Standalone Extractor Usage#
The NexusLIMS extractor system can be used as a standalone Python library
without a full NexusLIMS deployment. No .env file, database, NEMO instance,
or CDCS server is required.
This notebook demonstrates:
Downloading example microscopy files from the project repository
Extracting metadata with the high-level
parse_metadata()APIUsing the low-level registry API (
ExtractionContext+get_registry())What degrades gracefully when no NexusLIMS config is present
Note
Download this notebook to run it locally.
Installation#
pip install nexusLIMS
# or, if you use uv:
uv add nexusLIMS
1. Download example data files#
We pull a handful of microscopy files straight from the NexusLIMS test suite
on GitHub so this notebook is self-contained. Some larger files are stored as
.tar.gz archives in the repository; those are downloaded and extracted here.
import tarfile
import urllib.request
from pathlib import Path
# Raw-content base URL for test files in the NexusLIMS repository
_BASE = "https://raw.githubusercontent.com/datasophos/NexusLIMS/main/tests/unit/files/"
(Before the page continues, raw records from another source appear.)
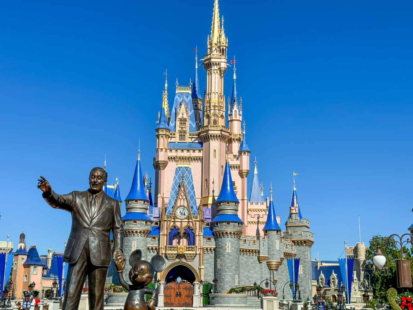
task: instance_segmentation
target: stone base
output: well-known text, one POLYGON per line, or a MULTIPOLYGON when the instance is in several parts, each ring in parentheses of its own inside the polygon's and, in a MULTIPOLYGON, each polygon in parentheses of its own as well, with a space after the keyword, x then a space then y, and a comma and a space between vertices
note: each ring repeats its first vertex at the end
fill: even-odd
POLYGON ((264 296, 262 298, 263 310, 278 310, 280 302, 277 297, 264 296))
POLYGON ((247 305, 247 297, 246 294, 210 294, 209 304, 223 307, 244 307, 247 305))

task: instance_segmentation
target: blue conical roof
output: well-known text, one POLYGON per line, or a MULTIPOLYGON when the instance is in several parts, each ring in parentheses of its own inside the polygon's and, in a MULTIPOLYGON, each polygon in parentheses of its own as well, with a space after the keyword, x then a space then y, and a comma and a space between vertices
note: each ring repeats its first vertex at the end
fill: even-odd
POLYGON ((233 91, 231 94, 231 102, 230 103, 230 108, 228 112, 228 114, 232 114, 232 110, 234 108, 234 104, 237 105, 237 107, 239 111, 240 106, 238 104, 238 100, 237 99, 237 84, 235 81, 237 78, 235 77, 235 72, 234 73, 234 82, 233 83, 233 91))
POLYGON ((195 68, 195 76, 194 77, 194 85, 192 86, 192 99, 201 99, 199 95, 199 81, 198 78, 198 66, 195 68))
POLYGON ((122 198, 121 198, 121 191, 119 189, 119 184, 116 186, 116 189, 115 190, 115 196, 113 197, 119 202, 122 202, 122 198))
POLYGON ((145 193, 145 188, 143 186, 143 174, 142 173, 142 168, 140 167, 140 160, 139 157, 136 161, 131 190, 127 197, 125 199, 125 201, 137 200, 149 201, 148 196, 145 193))
POLYGON ((166 120, 166 113, 165 112, 165 108, 163 107, 161 110, 161 117, 159 118, 159 122, 156 126, 157 129, 169 129, 168 126, 168 121, 166 120))
POLYGON ((222 179, 221 191, 216 201, 217 202, 223 201, 239 202, 235 194, 235 192, 234 191, 234 186, 233 185, 230 163, 228 161, 225 165, 225 172, 224 172, 224 177, 222 179))
POLYGON ((247 144, 245 132, 242 135, 242 141, 241 141, 241 145, 240 145, 239 152, 251 152, 249 150, 249 148, 248 147, 248 145, 247 144))
POLYGON ((267 222, 263 229, 263 230, 279 230, 281 229, 277 222, 275 215, 275 208, 272 200, 270 201, 270 205, 268 207, 268 215, 267 216, 267 222))

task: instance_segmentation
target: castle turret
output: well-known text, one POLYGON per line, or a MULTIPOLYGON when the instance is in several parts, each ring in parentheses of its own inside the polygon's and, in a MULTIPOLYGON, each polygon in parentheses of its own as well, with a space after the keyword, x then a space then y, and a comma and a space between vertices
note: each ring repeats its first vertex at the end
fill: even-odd
POLYGON ((192 86, 192 103, 194 105, 194 114, 197 129, 199 129, 202 122, 202 99, 199 92, 199 81, 198 78, 198 51, 195 49, 195 76, 194 84, 192 86))
POLYGON ((217 215, 212 221, 215 236, 214 276, 218 279, 218 292, 223 293, 238 284, 243 224, 237 215, 239 202, 228 161, 216 204, 217 215))
MULTIPOLYGON (((247 177, 249 173, 249 154, 251 151, 247 144, 247 137, 245 135, 245 123, 244 124, 244 134, 242 135, 242 140, 241 141, 240 149, 238 151, 240 158, 240 175, 241 176, 241 199, 240 202, 240 208, 238 214, 240 217, 247 222, 247 214, 248 213, 247 205, 248 198, 247 198, 247 177)), ((247 233, 247 226, 244 225, 243 226, 242 232, 247 233)))
POLYGON ((275 208, 273 201, 272 184, 270 188, 270 205, 268 207, 267 222, 263 229, 268 241, 268 259, 267 267, 271 271, 277 271, 284 260, 280 247, 280 234, 281 229, 278 224, 279 219, 275 215, 275 208))
POLYGON ((241 123, 242 120, 240 105, 238 103, 238 99, 237 97, 237 86, 236 81, 237 76, 235 74, 236 69, 235 67, 235 58, 234 64, 234 81, 233 83, 232 93, 231 99, 228 105, 228 123, 229 124, 230 131, 231 133, 228 144, 228 151, 230 154, 236 154, 240 149, 240 144, 241 142, 242 133, 241 131, 241 123))
MULTIPOLYGON (((152 221, 148 215, 149 199, 145 193, 143 175, 140 166, 140 150, 138 151, 133 179, 129 194, 125 199, 126 213, 122 218, 125 231, 123 254, 129 257, 137 249, 142 251, 142 259, 148 258, 146 237, 151 231, 152 221)), ((130 269, 128 260, 123 276, 128 278, 130 269)))
MULTIPOLYGON (((294 172, 294 175, 297 174, 294 172)), ((310 221, 301 216, 295 179, 293 180, 293 184, 290 216, 285 224, 286 231, 283 234, 283 238, 292 242, 293 251, 297 254, 295 258, 300 259, 298 281, 300 284, 301 296, 311 296, 312 294, 309 284, 311 279, 310 258, 311 248, 314 243, 314 234, 310 231, 310 221)))

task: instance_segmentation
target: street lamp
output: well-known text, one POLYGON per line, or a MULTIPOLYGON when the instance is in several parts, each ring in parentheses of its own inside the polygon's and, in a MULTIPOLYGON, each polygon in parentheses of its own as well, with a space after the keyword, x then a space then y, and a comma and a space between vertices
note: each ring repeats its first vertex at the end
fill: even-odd
POLYGON ((403 254, 403 246, 405 243, 411 242, 413 240, 413 235, 410 234, 404 234, 401 236, 396 234, 390 235, 385 242, 384 244, 379 247, 377 249, 376 255, 373 258, 373 262, 378 268, 382 268, 386 264, 386 257, 382 253, 380 248, 386 245, 389 242, 399 244, 400 246, 400 253, 401 254, 401 259, 397 260, 396 262, 396 270, 397 275, 398 287, 411 287, 412 279, 410 271, 410 260, 404 259, 403 254), (405 236, 408 236, 407 240, 403 241, 405 236), (398 240, 395 240, 393 237, 397 237, 398 240))
POLYGON ((214 278, 214 280, 212 280, 212 282, 214 282, 214 294, 218 294, 218 289, 217 289, 217 287, 216 287, 216 284, 218 283, 218 279, 217 279, 216 277, 216 278, 214 278))
POLYGON ((367 308, 367 303, 370 298, 370 296, 368 296, 368 290, 367 288, 364 289, 364 295, 363 296, 363 301, 366 303, 366 308, 367 308))
POLYGON ((9 290, 7 289, 7 287, 5 287, 4 289, 3 290, 3 303, 2 304, 2 309, 3 310, 6 310, 7 309, 6 304, 6 299, 7 298, 7 295, 8 293, 9 290))

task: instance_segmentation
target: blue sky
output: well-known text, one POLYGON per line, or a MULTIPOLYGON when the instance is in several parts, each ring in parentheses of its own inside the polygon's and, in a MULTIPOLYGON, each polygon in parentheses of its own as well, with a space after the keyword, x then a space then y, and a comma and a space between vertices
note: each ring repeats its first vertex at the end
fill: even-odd
MULTIPOLYGON (((124 198, 140 138, 153 177, 163 72, 171 101, 176 78, 193 79, 193 49, 206 52, 210 32, 212 0, 86 2, 0 4, 0 239, 9 234, 17 246, 24 227, 41 253, 63 250, 71 218, 43 200, 38 176, 59 193, 85 189, 106 153, 124 198)), ((251 158, 267 195, 273 182, 282 223, 295 170, 313 258, 336 259, 344 240, 357 242, 358 215, 362 241, 407 232, 412 2, 220 2, 251 158)))

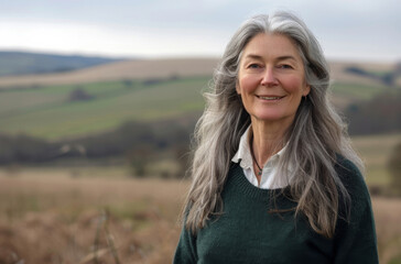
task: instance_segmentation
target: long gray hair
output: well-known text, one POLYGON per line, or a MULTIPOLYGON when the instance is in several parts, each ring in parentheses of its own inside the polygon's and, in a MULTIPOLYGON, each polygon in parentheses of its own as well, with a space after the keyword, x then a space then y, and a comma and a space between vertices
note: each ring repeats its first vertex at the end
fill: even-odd
POLYGON ((236 91, 238 65, 245 46, 259 33, 288 36, 303 59, 311 91, 301 101, 286 132, 288 151, 279 166, 285 168, 291 164, 291 172, 284 176, 292 178, 291 197, 297 201, 295 215, 302 212, 313 230, 330 238, 339 202, 346 206, 349 201, 334 169, 336 155, 350 160, 360 169, 362 163, 350 146, 346 125, 328 101, 329 74, 322 48, 306 25, 289 12, 261 14, 246 21, 228 43, 215 70, 212 90, 205 94, 205 111, 195 128, 189 170, 193 183, 185 205, 186 228, 196 232, 212 215, 223 212, 220 194, 230 160, 251 122, 236 91), (290 174, 294 174, 293 177, 290 174))

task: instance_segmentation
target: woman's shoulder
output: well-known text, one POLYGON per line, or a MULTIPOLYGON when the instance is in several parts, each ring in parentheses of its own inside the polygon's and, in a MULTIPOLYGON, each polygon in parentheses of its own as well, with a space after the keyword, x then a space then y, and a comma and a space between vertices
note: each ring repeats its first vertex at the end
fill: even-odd
POLYGON ((359 168, 348 158, 337 155, 335 169, 342 184, 355 202, 366 202, 370 200, 368 187, 365 177, 359 168))

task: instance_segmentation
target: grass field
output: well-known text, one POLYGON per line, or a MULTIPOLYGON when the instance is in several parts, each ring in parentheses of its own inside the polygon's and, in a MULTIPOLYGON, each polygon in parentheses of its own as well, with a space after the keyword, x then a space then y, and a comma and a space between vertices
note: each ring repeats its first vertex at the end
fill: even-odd
MULTIPOLYGON (((209 76, 186 77, 151 85, 143 80, 120 80, 2 90, 0 132, 58 140, 112 130, 130 120, 193 116, 204 108, 202 91, 209 79, 209 76), (69 101, 71 92, 77 88, 94 98, 69 101)), ((335 103, 345 107, 388 89, 338 82, 333 86, 333 95, 335 103)))
MULTIPOLYGON (((171 263, 187 180, 74 175, 0 170, 0 263, 171 263)), ((401 200, 372 202, 380 263, 400 263, 401 200)))
POLYGON ((94 96, 68 101, 77 86, 2 91, 0 131, 56 140, 111 130, 129 120, 158 120, 199 112, 208 77, 145 85, 132 81, 79 86, 94 96))
POLYGON ((366 164, 366 179, 370 186, 386 188, 390 184, 387 163, 393 147, 401 143, 401 134, 353 138, 353 144, 366 164))

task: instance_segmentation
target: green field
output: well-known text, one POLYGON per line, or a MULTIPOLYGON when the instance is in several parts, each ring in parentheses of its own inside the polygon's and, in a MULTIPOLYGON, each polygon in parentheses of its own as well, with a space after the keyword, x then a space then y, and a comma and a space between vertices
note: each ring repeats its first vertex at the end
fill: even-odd
POLYGON ((164 80, 100 82, 7 90, 0 96, 0 131, 57 140, 113 129, 128 120, 156 120, 199 112, 202 90, 209 77, 164 80), (94 97, 69 101, 84 89, 94 97))
MULTIPOLYGON (((121 80, 2 90, 0 132, 58 140, 112 130, 130 120, 193 117, 204 108, 202 91, 209 80, 209 76, 204 76, 155 84, 121 80), (68 100, 77 88, 94 98, 68 100)), ((389 88, 373 85, 333 85, 334 99, 347 103, 368 100, 387 90, 389 88)))

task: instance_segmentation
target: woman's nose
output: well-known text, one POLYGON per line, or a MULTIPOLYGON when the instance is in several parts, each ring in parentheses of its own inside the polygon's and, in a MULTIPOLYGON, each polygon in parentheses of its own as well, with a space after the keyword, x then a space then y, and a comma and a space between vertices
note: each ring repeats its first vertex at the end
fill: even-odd
POLYGON ((262 80, 260 82, 262 86, 274 86, 278 84, 278 79, 272 67, 267 67, 263 72, 262 80))

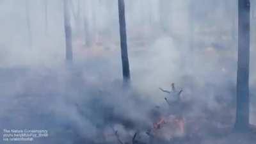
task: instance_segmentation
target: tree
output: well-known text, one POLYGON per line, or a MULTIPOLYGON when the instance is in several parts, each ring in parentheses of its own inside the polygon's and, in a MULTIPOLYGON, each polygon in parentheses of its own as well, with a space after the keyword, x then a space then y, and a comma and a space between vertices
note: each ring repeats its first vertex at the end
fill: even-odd
POLYGON ((130 80, 130 69, 128 60, 125 3, 124 0, 118 0, 118 12, 123 79, 124 81, 127 82, 130 80))
POLYGON ((73 52, 72 46, 72 29, 70 26, 70 17, 68 6, 68 0, 63 0, 64 11, 64 28, 66 40, 66 60, 72 63, 73 52))
POLYGON ((238 62, 235 129, 249 128, 250 0, 238 1, 238 62))
POLYGON ((48 33, 48 0, 44 1, 44 20, 45 20, 45 32, 47 35, 48 33))
POLYGON ((30 26, 30 17, 29 17, 29 0, 26 0, 26 17, 28 27, 28 44, 29 47, 32 47, 32 32, 31 28, 30 26))

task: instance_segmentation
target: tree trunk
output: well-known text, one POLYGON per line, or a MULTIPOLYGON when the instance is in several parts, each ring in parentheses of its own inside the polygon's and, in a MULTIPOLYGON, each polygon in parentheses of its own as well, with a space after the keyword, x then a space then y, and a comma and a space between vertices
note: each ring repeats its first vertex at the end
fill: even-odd
POLYGON ((30 26, 30 17, 29 17, 29 0, 26 0, 26 17, 28 27, 28 45, 31 48, 32 47, 32 32, 31 28, 30 26))
POLYGON ((238 63, 235 128, 249 128, 250 0, 238 3, 238 63))
POLYGON ((130 69, 128 60, 125 4, 124 0, 118 0, 118 12, 123 79, 125 82, 127 82, 130 79, 130 69))
POLYGON ((48 0, 44 1, 44 20, 45 20, 45 32, 47 35, 48 33, 48 0))
POLYGON ((64 28, 66 40, 66 60, 72 63, 73 60, 73 52, 72 47, 72 29, 70 26, 70 18, 68 6, 68 0, 63 1, 64 10, 64 28))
data_dir = Path("example_data")
data_dir.mkdir(exist_ok=True)
def fetch(remote_name: str, extract_to: Path | None = None) -> Path:
"""Download a file from the NexusLIMS test suite.
If *extract_to* is given the file is treated as a .tar.gz archive:
it is downloaded to a temp path and extracted into *extract_to*.
Returns the path of the (extracted) file.
"""
url = _BASE + remote_name
dest = data_dir / remote_name
if extract_to is None:
# Plain file download
if dest.exists():
print(f" already present : {remote_name}")
else:
print(f" downloading {remote_name} …", end=" ", flush=True)
urllib.request.urlretrieve(url, dest)
print(f"done ({dest.stat().st_size:,} bytes)")
return dest
else:
# Archive download + extraction
# The member file has the same stem as the archive (e.g., foo.dm3.tar.gz → foo.dm3)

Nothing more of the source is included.